Ramadan comes from the Arabic root ramiḍa, which means scorching heat or dryness. True to form, the temperature reached 47 degrees centigrade in Riyadh today, and it’s bone dry. The only other place I know of that’s comparable is Longreach in Queensland, unless you’re prepared to stick your head in an oven.
Ramadan requires that no food or drink is consumed from dawn to dusk. That is a long time between drinks in this heat. I don’t know if I could bear it, but the locals seem to get by with their chewing sticks called Miswak. Apparently it helps to curb thirst as well as being a natural, antibacterial toothbrush.
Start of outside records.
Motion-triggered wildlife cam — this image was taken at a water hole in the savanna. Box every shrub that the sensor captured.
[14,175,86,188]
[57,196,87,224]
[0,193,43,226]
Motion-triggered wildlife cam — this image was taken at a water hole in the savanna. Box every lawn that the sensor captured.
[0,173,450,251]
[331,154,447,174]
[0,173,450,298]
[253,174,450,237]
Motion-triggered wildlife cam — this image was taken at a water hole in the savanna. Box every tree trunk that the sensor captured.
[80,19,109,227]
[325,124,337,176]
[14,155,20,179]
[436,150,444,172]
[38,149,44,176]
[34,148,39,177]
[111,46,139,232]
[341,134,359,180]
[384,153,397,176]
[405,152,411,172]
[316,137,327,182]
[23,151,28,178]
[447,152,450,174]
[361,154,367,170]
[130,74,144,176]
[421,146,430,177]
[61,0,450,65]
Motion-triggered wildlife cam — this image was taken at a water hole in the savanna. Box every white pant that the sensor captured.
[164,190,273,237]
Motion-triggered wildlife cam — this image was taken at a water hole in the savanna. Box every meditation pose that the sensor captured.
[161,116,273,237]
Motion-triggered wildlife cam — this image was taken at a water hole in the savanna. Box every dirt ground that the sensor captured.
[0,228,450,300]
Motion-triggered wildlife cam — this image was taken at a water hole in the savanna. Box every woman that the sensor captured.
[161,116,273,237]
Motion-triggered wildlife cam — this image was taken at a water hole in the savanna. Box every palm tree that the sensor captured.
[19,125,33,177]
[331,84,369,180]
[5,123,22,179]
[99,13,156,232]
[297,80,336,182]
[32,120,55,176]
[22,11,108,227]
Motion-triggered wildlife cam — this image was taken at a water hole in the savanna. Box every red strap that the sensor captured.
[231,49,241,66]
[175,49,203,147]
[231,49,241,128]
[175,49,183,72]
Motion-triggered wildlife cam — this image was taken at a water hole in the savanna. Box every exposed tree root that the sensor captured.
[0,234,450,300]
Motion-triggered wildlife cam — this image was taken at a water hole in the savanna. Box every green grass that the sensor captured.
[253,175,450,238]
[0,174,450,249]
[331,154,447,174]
Given the heat and the fasting period, people tend to work late at night and sleep in until late in the day. It took me a while to get used to this and not assume that the wheels of industry have simply ground to a halt.
This is my sixth trip to Saudi Arabia. I don’t speak Arabic, so there is still so much I don’t understand. Nevertheless, much of the strangeness I thought I saw on my earlier trips has worn away. In fact, I find that I’m challenged on my return to Australia by the comments of my friends. It seems that it’s too easy to form a view on something from far away, where the complex realities of a society don’t get in the way of simplistic categories.
Fasting for Muslims during Ramadan typically includes more prayer, good deeds and charity. Surely this can’t be a bad way to spend one month a year.